Das Objektiv sollte möglichst groß sein, um viel Licht einsammeln zu können.

Auch ein großes Okular ist nützlich, um den Augen eine große Fläche zu geben, an der sie anknüpfen können. Das macht das Beobachten weniger anstrengend.

Beides gilt es gegen die Kompaktheit des Gerätes abzuwägen.

Das Armasight Nyx-14 Idi gehört zu den führenden unter den Nachtsichtgeräten.

Es ist ein sehr hochwertiges Modell und besonders kompakt und leicht, was vor allem unterwegs im Wald sehr bequem ist. Außerdem ist es vor Feuchtigkeit und extremen Temperaturen geschützt. Es ermöglicht außerdem eine hohe Bildqualität und Auflösung, wobei es gleichzeitig sehr robust bei Stößen und anderen mechanischen Einwirkungen ist. Die Version Idi verfügt über einen grünen Phosphorschirm.

Das Modell Pulsar DN-55 Forward Nachtsichtgerät digital benutzt einen Laserstrahl aus einem Infrarotbereich, der mit menschlichen Augen nicht wahrgenommen werden kann. Die Vergrößerung kann variabel angepasst werden.

Dazu gibt es auch Deckeladapter als Nachtsichtaufsätze von Pulsar in den Größen 42 mm, 50 mm und 56 mm.

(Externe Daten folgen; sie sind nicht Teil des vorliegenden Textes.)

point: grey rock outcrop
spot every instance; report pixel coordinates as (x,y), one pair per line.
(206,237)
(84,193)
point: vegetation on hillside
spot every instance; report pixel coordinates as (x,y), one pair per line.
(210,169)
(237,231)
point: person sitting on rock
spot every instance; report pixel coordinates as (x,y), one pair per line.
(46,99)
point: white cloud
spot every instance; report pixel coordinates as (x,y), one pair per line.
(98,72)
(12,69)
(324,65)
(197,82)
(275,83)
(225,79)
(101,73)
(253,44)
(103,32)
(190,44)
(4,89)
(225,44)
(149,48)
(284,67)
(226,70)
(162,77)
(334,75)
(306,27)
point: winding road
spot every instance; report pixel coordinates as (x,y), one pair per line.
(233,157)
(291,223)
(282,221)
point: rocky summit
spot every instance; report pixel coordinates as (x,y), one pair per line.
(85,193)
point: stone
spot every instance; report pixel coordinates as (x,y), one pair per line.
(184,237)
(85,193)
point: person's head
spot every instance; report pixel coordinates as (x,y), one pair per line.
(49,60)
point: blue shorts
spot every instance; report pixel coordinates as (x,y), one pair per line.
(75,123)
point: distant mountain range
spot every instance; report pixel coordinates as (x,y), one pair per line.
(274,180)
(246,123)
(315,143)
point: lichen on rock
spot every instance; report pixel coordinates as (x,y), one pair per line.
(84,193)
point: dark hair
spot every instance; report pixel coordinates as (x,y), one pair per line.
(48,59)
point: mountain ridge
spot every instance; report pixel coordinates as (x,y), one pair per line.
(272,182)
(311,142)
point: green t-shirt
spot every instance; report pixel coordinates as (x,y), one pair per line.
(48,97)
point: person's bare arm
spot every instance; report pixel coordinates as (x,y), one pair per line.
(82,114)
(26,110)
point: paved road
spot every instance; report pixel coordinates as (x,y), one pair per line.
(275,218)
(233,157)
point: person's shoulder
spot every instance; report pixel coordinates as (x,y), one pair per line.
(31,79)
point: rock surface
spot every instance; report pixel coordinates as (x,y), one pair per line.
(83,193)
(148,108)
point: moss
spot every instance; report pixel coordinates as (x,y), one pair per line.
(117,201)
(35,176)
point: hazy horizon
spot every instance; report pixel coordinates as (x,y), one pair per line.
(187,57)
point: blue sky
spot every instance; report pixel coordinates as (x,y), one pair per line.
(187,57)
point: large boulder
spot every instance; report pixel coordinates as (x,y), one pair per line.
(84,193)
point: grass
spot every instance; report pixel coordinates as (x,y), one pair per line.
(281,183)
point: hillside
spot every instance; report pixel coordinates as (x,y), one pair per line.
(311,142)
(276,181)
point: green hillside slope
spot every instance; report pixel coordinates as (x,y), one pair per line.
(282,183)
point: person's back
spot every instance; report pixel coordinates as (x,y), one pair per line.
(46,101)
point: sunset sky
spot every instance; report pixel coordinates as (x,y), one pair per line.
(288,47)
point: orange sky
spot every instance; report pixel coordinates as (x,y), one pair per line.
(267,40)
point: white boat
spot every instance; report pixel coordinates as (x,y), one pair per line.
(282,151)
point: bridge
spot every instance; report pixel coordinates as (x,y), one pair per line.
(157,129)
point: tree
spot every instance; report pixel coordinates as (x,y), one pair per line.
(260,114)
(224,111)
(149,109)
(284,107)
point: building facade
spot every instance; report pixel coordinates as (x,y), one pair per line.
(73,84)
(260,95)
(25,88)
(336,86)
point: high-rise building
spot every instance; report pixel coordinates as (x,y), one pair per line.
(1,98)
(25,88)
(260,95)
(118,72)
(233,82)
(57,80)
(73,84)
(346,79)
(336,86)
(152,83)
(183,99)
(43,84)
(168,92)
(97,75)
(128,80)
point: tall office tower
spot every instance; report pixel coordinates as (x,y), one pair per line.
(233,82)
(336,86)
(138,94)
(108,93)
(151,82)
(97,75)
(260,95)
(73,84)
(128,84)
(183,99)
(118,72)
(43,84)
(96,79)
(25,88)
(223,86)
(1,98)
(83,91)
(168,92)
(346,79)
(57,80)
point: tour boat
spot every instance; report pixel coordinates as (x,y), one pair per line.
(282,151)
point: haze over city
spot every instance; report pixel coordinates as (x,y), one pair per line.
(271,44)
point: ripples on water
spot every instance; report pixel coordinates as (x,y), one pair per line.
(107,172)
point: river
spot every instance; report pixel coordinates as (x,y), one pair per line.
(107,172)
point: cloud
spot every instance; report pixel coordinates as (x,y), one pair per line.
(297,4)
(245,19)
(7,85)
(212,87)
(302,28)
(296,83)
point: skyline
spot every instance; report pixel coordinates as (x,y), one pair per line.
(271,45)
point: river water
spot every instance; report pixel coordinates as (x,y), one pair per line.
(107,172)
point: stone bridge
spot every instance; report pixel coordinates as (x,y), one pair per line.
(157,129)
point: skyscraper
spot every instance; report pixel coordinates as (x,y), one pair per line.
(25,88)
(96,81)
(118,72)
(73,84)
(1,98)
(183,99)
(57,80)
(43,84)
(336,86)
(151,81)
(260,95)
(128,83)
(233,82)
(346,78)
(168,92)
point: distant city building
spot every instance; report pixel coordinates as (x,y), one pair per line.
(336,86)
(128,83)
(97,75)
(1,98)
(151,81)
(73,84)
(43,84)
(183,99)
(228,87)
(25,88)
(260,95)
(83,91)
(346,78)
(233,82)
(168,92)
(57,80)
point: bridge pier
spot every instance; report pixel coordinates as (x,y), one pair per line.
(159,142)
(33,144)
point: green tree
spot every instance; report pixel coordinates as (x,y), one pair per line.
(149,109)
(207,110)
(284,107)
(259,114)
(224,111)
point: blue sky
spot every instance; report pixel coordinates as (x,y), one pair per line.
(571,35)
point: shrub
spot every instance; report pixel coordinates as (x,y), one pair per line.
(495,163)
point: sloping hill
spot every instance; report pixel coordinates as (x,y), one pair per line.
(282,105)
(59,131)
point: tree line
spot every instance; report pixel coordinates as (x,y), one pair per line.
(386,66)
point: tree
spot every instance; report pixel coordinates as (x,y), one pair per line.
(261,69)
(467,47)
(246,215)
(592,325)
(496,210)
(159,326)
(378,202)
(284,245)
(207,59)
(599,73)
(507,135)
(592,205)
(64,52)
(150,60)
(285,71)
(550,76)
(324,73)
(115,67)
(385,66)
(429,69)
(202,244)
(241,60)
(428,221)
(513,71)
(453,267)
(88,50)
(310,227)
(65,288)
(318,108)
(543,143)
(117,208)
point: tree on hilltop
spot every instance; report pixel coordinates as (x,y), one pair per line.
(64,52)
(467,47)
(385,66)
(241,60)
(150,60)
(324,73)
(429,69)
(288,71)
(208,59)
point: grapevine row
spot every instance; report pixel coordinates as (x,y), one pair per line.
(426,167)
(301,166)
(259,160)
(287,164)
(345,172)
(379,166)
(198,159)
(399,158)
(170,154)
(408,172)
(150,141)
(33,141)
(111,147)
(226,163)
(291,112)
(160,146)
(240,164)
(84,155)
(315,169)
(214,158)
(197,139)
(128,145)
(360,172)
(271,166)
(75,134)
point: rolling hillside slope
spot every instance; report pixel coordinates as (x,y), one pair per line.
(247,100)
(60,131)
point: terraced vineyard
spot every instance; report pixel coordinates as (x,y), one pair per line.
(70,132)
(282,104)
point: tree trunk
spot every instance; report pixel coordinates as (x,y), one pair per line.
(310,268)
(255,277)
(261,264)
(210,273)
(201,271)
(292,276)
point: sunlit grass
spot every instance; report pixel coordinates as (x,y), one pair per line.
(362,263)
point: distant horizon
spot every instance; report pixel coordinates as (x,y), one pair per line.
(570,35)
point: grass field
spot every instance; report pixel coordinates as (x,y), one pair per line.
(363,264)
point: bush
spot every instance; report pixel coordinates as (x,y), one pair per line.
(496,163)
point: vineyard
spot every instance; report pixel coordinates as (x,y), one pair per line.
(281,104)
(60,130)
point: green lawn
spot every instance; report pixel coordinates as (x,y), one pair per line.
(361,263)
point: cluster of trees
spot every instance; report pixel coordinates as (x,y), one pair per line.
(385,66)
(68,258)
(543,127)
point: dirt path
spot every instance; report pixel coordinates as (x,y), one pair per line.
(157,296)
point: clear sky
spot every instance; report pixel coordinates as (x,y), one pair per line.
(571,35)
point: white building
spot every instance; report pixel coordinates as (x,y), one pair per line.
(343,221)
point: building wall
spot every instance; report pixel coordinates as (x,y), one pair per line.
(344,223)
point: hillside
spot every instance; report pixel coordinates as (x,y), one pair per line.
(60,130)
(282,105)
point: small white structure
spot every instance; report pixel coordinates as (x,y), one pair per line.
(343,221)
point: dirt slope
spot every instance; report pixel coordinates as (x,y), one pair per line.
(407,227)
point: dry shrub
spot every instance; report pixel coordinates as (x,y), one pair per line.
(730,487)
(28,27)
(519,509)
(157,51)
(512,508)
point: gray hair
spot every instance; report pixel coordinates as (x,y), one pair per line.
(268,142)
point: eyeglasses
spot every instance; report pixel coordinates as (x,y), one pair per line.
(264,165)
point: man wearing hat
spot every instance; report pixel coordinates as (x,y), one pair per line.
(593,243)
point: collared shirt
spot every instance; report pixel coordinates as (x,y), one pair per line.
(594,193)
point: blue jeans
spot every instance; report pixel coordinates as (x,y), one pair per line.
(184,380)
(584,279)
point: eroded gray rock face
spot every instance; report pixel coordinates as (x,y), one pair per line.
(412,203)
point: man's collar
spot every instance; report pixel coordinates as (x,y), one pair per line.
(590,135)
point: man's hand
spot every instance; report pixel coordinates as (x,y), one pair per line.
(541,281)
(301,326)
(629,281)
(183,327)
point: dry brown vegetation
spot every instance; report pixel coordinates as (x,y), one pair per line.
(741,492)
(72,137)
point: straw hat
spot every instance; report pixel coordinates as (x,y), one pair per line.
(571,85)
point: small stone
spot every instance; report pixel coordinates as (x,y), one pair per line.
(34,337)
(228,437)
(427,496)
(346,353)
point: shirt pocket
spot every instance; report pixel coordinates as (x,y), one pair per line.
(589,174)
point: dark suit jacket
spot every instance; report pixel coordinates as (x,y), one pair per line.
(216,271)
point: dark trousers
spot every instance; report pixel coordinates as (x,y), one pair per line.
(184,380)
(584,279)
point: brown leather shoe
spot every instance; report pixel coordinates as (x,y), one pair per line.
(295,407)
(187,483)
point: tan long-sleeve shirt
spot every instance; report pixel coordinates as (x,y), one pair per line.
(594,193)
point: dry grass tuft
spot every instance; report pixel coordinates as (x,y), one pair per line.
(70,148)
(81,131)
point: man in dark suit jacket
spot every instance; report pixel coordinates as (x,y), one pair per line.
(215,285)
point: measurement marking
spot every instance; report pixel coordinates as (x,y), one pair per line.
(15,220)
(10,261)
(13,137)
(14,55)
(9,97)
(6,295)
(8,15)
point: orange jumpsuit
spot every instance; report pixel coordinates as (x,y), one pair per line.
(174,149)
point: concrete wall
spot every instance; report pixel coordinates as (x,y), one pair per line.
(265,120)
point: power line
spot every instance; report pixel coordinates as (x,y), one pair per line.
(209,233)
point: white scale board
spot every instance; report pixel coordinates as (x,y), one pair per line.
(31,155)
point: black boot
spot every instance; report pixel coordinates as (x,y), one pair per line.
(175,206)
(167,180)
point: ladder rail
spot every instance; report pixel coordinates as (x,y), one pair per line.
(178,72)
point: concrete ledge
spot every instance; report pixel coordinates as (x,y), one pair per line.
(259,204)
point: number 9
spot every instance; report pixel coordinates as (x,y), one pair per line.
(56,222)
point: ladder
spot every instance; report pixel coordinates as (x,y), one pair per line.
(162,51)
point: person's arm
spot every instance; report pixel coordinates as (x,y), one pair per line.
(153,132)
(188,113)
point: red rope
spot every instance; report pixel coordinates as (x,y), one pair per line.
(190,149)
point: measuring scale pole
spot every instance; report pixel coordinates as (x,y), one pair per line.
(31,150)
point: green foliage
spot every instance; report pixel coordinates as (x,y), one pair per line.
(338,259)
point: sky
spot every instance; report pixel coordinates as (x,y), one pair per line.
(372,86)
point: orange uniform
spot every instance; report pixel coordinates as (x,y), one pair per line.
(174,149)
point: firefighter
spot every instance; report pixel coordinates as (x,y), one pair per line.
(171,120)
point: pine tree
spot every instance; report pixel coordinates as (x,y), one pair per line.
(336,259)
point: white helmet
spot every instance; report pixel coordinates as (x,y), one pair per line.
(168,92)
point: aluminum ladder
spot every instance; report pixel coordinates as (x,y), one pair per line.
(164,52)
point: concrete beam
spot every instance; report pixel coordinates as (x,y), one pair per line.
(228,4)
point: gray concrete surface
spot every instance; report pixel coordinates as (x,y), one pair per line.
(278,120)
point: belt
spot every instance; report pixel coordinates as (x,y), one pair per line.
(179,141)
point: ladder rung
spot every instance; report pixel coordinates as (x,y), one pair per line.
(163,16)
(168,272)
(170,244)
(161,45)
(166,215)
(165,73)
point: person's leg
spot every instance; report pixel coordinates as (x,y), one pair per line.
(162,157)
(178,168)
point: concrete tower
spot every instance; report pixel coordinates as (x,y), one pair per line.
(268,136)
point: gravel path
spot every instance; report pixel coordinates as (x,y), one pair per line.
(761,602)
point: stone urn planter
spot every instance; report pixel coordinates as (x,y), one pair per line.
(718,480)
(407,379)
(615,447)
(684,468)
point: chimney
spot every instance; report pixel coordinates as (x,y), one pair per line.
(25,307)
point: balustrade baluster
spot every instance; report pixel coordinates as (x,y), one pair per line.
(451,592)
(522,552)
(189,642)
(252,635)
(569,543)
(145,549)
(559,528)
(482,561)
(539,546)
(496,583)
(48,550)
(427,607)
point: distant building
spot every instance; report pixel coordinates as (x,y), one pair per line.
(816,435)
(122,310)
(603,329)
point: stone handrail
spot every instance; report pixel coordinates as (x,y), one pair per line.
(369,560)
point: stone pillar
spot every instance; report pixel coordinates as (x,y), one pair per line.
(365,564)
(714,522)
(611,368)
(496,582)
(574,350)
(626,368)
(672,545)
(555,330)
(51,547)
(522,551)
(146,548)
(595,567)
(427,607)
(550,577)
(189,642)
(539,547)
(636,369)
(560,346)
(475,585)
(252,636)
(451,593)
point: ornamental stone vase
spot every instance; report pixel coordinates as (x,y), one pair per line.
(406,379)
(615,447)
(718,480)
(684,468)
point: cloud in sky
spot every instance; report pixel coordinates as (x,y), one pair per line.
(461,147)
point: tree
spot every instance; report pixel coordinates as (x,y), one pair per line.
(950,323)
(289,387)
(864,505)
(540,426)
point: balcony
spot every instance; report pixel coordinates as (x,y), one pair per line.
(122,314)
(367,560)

Mit Hilfe von Übergangsringen können diese beispielsweise an Ferngläsern angebracht werden.

Mit einem Infrarotaufheller können die Bilder in ihrer Leuchtkraft verstärkt werden. Dabei wird möglichst nur die gerade benötigte Infrarotenergie abgegeben, um das Bild so aufzuhellen, dass es optimal erkennbar, aber nicht mit einem Rotstich versehen ist. Diese Dimmer sind dabei fokussierbar, sodass das betrachtete Objekt besonders hervorgehoben wird, während an die Umgebung möglichst wenig an Streulicht verloren geht.

Armasight produziert Infrarotaufheller (IR-Aufheller), die mit anderen Nachtsichtgeräten verbunden werden können, wenn diese nicht darüber verfügen oder der aktuelle IR-Aufheller zu schwach ist.

Der Armasight IR 850 hat beispielsweise eine für die Jagd ausreichende Reichweite von 300 Metern und ist ein sehr preiswertes Modell.